Our study results showed a good correlation between left ventricle EF and GLS (r = 0.25; p = 0.04), and Benyounes et al. [27] reported similar results when they approved that two-dimensional GLS can predict LVEF (r = − 0.53; p < 0.001). Also, Lima et al. [28] concluded that left ventricle EF and GLS showed a powerful correlation (r = 0.95; r2 = 0.89; p < 0.001), especially in patients with LV systolic dysfunction than those with normal LVEF.

Conclusion

  • Normal left ventricular wall motion at rest cannot exclude significant CAD.

  • GLS has a significant correlation with the complexity of CAD as quantified by the widely used scoring system, SYNTAX score.

  • Resting 2D-STE-derived global longitudinal strain (GLS) can predict significant CAD with high sensitivity of 84 and 93% for the detection of low and high SYNTAX score, respectively.
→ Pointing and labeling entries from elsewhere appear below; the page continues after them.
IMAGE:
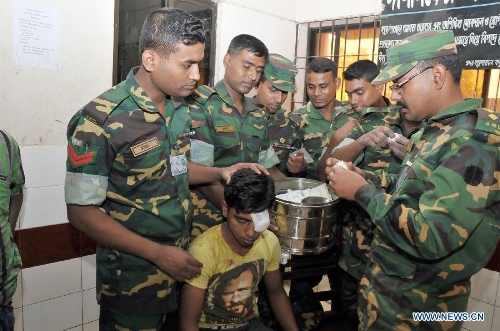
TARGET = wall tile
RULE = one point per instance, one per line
(496, 319)
(90, 306)
(485, 286)
(44, 166)
(479, 306)
(76, 328)
(18, 325)
(55, 315)
(43, 206)
(51, 281)
(88, 272)
(17, 300)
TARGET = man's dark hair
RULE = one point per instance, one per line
(249, 43)
(166, 28)
(262, 79)
(451, 62)
(321, 65)
(362, 69)
(249, 192)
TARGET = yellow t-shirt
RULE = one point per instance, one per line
(231, 280)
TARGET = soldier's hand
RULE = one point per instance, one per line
(296, 163)
(229, 171)
(377, 138)
(344, 182)
(177, 263)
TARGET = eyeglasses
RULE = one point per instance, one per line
(397, 86)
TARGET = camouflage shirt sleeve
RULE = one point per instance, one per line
(446, 190)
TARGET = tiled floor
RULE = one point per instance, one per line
(332, 322)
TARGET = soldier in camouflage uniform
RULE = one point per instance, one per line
(372, 116)
(440, 223)
(319, 113)
(230, 127)
(286, 129)
(127, 177)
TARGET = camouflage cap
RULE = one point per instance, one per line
(402, 57)
(281, 72)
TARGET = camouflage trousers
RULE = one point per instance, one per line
(205, 215)
(387, 303)
(111, 320)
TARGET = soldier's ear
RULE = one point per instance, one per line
(148, 60)
(338, 83)
(439, 75)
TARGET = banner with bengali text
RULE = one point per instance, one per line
(475, 23)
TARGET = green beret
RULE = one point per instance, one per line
(281, 72)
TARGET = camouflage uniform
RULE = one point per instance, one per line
(357, 228)
(286, 134)
(441, 223)
(233, 137)
(11, 184)
(286, 129)
(317, 133)
(120, 156)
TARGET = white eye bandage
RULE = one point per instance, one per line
(261, 221)
(396, 135)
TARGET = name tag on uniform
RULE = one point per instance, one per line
(224, 128)
(178, 164)
(145, 146)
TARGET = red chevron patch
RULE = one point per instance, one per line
(80, 159)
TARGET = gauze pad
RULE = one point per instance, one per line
(261, 221)
(396, 135)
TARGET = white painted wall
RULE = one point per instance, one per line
(320, 10)
(38, 102)
(36, 105)
(239, 16)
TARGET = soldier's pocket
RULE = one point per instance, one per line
(393, 264)
(414, 174)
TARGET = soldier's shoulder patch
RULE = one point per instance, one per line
(340, 110)
(79, 156)
(202, 93)
(99, 109)
(297, 119)
(488, 121)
Clinical applications and recommendations

The present study recommends that adding STE to the standard echocardiography protocol for evaluation of myocardial ischemia in patients with chronic coronary artery disease and using the found cutoff values of GLS can predict patients likely to have more severe and complex CAD and might benefit from invasive coronary angiography and revascularization, but these values should be tested in larger population studies.

Limitations

  • Relatively low number of studied patients and single-center study.

  • Excluding patients with wall motion abnormalities at baseline echocardiogram.

  • Strain and strain rate are influenced by left ventricular mass, various hemodynamic variables, and software platform type, in addition to myocardial ischemia. All these factors could be potential confounders.